Partout, mais  pas dans une vulgaire salle, où l’on expose des pots en céramique, et où  la canette de coca se boit à 200 dinars!
Une salle où les gens n’ont pas assez de classe pour applaudir à la fin d’une chanson.
En sortant de l’hôtel, il y avait les embouteillages de ceux qu’étaient venus voir Irban Irban se produire dans la salle à côté.
On est un peu désillusionnées dans la voiture, le concert était cool. Mais le reste si médiocre…
On dira que c’est ça l’Algérie, que c’est pas facile d’être musicien dans ce pays.

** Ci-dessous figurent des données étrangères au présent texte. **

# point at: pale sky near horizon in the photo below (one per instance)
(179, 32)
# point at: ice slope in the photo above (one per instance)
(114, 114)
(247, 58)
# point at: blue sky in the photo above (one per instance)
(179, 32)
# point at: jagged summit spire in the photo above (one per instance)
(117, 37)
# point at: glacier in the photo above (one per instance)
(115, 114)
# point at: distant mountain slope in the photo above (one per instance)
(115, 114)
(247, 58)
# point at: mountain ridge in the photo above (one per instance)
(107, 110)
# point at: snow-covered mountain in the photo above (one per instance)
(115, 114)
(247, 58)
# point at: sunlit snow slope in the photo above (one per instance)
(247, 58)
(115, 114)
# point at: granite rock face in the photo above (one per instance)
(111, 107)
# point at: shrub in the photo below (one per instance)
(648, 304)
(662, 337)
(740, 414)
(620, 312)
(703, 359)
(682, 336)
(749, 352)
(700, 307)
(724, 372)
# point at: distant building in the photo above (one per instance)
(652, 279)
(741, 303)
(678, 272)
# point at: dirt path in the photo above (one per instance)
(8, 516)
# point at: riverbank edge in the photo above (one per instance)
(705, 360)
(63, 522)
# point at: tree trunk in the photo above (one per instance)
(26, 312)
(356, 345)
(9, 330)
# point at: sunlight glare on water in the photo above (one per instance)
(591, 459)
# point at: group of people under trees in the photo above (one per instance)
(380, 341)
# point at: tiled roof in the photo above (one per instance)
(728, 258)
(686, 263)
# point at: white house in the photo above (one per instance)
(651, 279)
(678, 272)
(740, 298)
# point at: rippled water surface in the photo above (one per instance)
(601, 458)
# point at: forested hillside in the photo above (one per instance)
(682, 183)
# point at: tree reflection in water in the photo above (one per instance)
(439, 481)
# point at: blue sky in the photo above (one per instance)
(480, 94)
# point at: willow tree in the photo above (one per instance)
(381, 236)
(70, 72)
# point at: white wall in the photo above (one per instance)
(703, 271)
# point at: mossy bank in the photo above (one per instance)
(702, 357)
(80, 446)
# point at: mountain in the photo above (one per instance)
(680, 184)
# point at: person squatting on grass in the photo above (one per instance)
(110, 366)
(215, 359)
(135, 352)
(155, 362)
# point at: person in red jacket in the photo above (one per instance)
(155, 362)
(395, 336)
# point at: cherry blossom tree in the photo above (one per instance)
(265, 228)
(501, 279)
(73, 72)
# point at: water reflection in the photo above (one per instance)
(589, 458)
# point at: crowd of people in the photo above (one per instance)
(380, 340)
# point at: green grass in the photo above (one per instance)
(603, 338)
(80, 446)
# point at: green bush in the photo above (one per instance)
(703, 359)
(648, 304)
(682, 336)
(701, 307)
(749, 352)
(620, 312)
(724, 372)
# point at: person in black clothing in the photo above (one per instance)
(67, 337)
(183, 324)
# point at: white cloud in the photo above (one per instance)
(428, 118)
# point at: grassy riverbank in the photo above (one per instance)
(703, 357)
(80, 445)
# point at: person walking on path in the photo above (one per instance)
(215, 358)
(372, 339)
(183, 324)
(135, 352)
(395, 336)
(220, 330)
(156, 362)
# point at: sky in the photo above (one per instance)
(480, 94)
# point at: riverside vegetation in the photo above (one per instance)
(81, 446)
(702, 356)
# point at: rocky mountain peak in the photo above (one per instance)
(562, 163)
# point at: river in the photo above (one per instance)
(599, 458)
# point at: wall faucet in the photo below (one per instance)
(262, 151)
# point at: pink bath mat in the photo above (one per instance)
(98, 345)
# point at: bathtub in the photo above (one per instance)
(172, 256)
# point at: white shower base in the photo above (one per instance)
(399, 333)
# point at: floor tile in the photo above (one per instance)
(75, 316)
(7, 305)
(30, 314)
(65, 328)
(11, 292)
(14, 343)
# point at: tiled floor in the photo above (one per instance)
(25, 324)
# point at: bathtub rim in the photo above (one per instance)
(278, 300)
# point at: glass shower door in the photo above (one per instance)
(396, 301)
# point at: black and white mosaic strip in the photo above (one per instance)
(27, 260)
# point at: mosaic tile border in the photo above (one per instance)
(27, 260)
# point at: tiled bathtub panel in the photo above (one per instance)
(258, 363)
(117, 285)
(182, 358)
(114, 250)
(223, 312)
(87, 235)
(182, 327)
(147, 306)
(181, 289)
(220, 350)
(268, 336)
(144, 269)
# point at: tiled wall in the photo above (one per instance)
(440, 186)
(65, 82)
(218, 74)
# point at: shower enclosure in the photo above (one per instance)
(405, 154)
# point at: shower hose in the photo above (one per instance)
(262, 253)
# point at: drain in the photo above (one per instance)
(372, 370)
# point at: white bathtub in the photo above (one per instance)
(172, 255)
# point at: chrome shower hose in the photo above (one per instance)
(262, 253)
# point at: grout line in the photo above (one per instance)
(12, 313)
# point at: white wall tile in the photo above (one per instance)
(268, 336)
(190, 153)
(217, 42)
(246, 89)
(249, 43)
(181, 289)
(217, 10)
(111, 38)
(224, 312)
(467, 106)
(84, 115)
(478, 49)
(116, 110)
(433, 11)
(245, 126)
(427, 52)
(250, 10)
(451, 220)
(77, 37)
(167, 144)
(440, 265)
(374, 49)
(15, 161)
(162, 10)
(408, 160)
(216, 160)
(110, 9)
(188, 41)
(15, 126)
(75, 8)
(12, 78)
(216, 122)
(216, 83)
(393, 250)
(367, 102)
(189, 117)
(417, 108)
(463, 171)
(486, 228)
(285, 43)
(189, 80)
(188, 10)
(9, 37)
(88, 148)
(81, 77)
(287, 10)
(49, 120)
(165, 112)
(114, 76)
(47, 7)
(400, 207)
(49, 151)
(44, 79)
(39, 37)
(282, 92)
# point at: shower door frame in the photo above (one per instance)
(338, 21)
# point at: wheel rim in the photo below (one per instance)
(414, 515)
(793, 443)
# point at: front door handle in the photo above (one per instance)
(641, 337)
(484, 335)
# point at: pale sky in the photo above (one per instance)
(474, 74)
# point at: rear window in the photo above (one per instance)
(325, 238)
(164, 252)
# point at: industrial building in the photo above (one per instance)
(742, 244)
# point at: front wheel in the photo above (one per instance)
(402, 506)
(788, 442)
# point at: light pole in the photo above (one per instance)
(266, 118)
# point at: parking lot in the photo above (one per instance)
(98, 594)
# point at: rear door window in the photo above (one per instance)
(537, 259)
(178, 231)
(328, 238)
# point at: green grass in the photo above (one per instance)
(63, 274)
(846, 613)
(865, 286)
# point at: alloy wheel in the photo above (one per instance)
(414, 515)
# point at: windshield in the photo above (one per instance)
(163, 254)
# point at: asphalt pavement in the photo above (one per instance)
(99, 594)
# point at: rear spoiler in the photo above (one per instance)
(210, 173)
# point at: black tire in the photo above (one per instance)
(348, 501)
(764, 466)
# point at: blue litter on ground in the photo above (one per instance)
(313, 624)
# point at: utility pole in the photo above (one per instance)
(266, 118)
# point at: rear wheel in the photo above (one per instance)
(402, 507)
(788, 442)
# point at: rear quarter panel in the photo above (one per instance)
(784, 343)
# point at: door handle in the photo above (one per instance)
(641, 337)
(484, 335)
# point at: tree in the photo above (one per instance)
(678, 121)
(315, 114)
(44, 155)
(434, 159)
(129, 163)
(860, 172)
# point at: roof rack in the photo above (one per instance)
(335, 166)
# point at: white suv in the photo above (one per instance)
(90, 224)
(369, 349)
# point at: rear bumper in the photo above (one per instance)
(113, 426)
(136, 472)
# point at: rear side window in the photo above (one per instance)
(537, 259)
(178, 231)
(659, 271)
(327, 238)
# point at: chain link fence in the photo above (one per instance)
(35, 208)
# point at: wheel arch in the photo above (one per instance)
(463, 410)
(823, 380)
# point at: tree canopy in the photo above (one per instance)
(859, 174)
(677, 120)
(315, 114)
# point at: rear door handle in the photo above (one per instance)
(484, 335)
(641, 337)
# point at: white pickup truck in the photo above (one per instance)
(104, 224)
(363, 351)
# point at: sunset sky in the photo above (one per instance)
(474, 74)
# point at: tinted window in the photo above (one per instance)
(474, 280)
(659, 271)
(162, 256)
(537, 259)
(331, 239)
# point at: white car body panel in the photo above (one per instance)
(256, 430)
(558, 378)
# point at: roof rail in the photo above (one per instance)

A moins de se fondre dans le décor.
Mais les gens cool ne se fondent dans les décors, c’est bien connu.  Les artistes encore moins. 
Bon courage à eux. 
Mamzelle Namous










p.s i love you : la photo est de ma copine Shahinez avec son gros appareil de pro.

p.s i love you too : vous pouvez retrouver le groupe nr2 ici , et leur demander le sens de ces initiales, parce que moi j’ai posé 7 fois la question, et personne m’a entendu, alors khlass je demande plus!